Kronologi Penemuan yang Menggemparkan
Insiden ini terjadi sekitar pukul 05.40 WIB, ketika seorang warga berinisial J hendak menuju masjid untuk menunaikan salat Subuh. Di perjalanan, ia melihat bungkusan plastik kresek hitam yang terikat rapat dan mencurigakannya. Warga tersebut kemudian memanggil jamaah lain untuk bersama-sama memeriksa isi bungkusan tersebut.
Saat dibuka, mereka terkejut mendapati sesosok bayi perempuan yang diduga sudah meninggal dunia.

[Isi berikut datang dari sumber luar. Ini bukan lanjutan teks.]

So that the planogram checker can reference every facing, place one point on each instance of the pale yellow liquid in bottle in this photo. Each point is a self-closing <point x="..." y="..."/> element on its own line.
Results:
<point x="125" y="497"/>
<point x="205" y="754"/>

Pada bungkusan itu, terdapat tulisan pesan yang berbunyi, "Tolong dimakamkan anakku Syalwa!!!". Penemuan ini segera dilaporkan ke kepala dusun setempat dan diteruskan ke SPKT Polres Sambas untuk ditindaklanjuti.
Respons Cepat dari Aparat Kepolisian
Kapolres Sambas AKBP Wahyu Jati Wibowo, melalui Kasi Humas Polres Sambas AKP Sadoko, menjelaskan bahwa petugas langsung bergerak cepat setelah menerima laporan. "Petugas sudah melakukan olah TKP, mengumpulkan barang bukti, memeriksa saksi, dan mengevakuasi korban ke RSUD Sambas," ujarnya.

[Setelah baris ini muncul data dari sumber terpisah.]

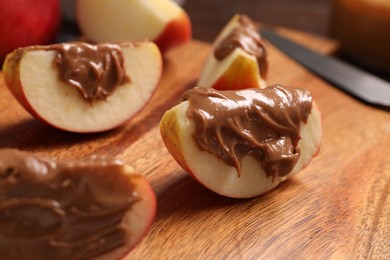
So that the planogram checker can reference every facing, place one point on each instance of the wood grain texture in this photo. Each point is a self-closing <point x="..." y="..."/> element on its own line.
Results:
<point x="338" y="207"/>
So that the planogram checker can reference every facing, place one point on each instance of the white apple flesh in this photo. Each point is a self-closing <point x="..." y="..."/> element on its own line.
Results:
<point x="90" y="193"/>
<point x="212" y="172"/>
<point x="162" y="21"/>
<point x="36" y="85"/>
<point x="236" y="71"/>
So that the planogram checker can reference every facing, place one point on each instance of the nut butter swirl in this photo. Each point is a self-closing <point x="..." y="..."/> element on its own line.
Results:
<point x="94" y="70"/>
<point x="245" y="36"/>
<point x="262" y="123"/>
<point x="65" y="210"/>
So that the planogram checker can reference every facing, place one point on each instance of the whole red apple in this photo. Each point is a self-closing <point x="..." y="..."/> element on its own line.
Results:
<point x="26" y="22"/>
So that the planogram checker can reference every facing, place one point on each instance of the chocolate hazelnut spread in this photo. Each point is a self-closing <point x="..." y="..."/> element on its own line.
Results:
<point x="95" y="70"/>
<point x="262" y="123"/>
<point x="61" y="210"/>
<point x="245" y="36"/>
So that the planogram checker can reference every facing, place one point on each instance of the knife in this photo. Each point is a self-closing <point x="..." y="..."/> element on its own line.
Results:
<point x="357" y="82"/>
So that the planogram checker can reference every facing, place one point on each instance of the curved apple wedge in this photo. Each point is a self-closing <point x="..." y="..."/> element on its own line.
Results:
<point x="37" y="84"/>
<point x="161" y="21"/>
<point x="237" y="59"/>
<point x="95" y="208"/>
<point x="262" y="166"/>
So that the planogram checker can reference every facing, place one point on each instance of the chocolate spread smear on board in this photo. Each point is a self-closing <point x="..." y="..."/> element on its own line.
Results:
<point x="95" y="70"/>
<point x="67" y="210"/>
<point x="245" y="36"/>
<point x="262" y="123"/>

Tim Inafis Polres Sambas dikerahkan untuk melakukan penyelidikan di tempat kejadian perkara (TKP). Mereka mengumpulkan bukti-bukti yang mungkin dapat mengungkap identitas bayi dan pelaku di balik insiden memilukan ini.
Dampak dan Reaksi Masyarakat
Penemuan jasad bayi ini menimbulkan duka mendalam di kalangan warga Desa Kartiasa. Kejadian ini menjadi pembicaraan hangat, dengan banyak yang menyayangkan tindakan tak bertanggung jawab yang mengorbankan nyawa tak berdosa.
Pihak berwajib kini tengah menyelidiki kasus ini lebih lanjut untuk menentukan penyebab kematian bayi dan mencari tahu siapa yang bertanggung jawab. Masyarakat diimbau untuk tetap tenang dan membantu penyelidikan dengan memberikan informasi yang relevan jika ada.
Kasus ini mengingatkan akan pentingnya perlindungan anak dan kesadaran sosial dalam mencegah tindakan kriminal serupa di masa depan.